The average age of stocks tells the analyst how quickly stocks turn around in one company compared to another. The faster a business can sell inventory for a profit, the more profitable it is. However, a business could use a strategy of maintaining higher inventory levels for discounts or long-term planning efforts. Although the metric can be used as a measure of efficiency, it must be confirmed by other measures of efficiency, such as gross profit margin, before drawing conclusions.

The average age of stocks is a critical number in industries with rapid sales and product cycles, such as the technology industry. A high average age of inventory may indicate that a business is not managing its inventory properly or that it has inventory that is difficult to sell.

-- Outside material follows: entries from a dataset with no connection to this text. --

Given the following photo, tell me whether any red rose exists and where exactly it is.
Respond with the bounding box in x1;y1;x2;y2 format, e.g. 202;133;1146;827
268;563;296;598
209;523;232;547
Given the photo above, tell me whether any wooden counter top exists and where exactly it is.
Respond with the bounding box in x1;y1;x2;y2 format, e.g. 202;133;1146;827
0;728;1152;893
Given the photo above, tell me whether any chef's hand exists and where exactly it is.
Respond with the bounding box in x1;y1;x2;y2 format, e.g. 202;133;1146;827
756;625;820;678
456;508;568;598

The average age of inventory helps purchasing agents make purchasing decisions and managers make pricing decisions, such as refreshing existing inventory to move product and increase cash flow. As a company’s average inventory age increases, so does its exposure to the risk of obsolescence. The risk of obsolescence is the risk that the value of stocks will lose its value over time or in a weak market. If a business is unable to move inventory, it can write off inventory for an amount less than the value shown on a business’ balance sheet.

The formula for calculating the average age of the inventory is


Average age of inventory=VSg×365or:VS=Average cost of inventory at its current levelg=Cost of goods sold (COGS) begin {aligned} & text {Average age of inventory} = frac {C} {G} times 365 \ & textbf {where:} \ & C = text {The average cost of current inventory level} \ & G = text {Cost of goods sold (COGS)} \ end {aligned}

TheAverage age of inventory=gVSThe×365or:VS=Average cost of inventory at its current levelg=Cost of goods sold (COGS)TheThe

Example of average inventory age

An investor decides to compare two retail companies. Company A has inventory valued at $ 100,000 and COGS at $ 600,000. The average age of company A’s stocks is calculated by dividing the average cost of stocks by the COGS, then multiplying the product by 365 days. The calculation is $ 100,000 divided by $ 600,000 multiplied by 365 days. The average age of stocks for company A is 60.8 days. This means that the company takes around two months to sell its stock.

Conversely, Company B also has inventory valued at $ 100,000, but the cost of inventory sold is $ 1 million, which reduces the average age of inventory to 36.5 days. On the surface, company B is more efficient than company A.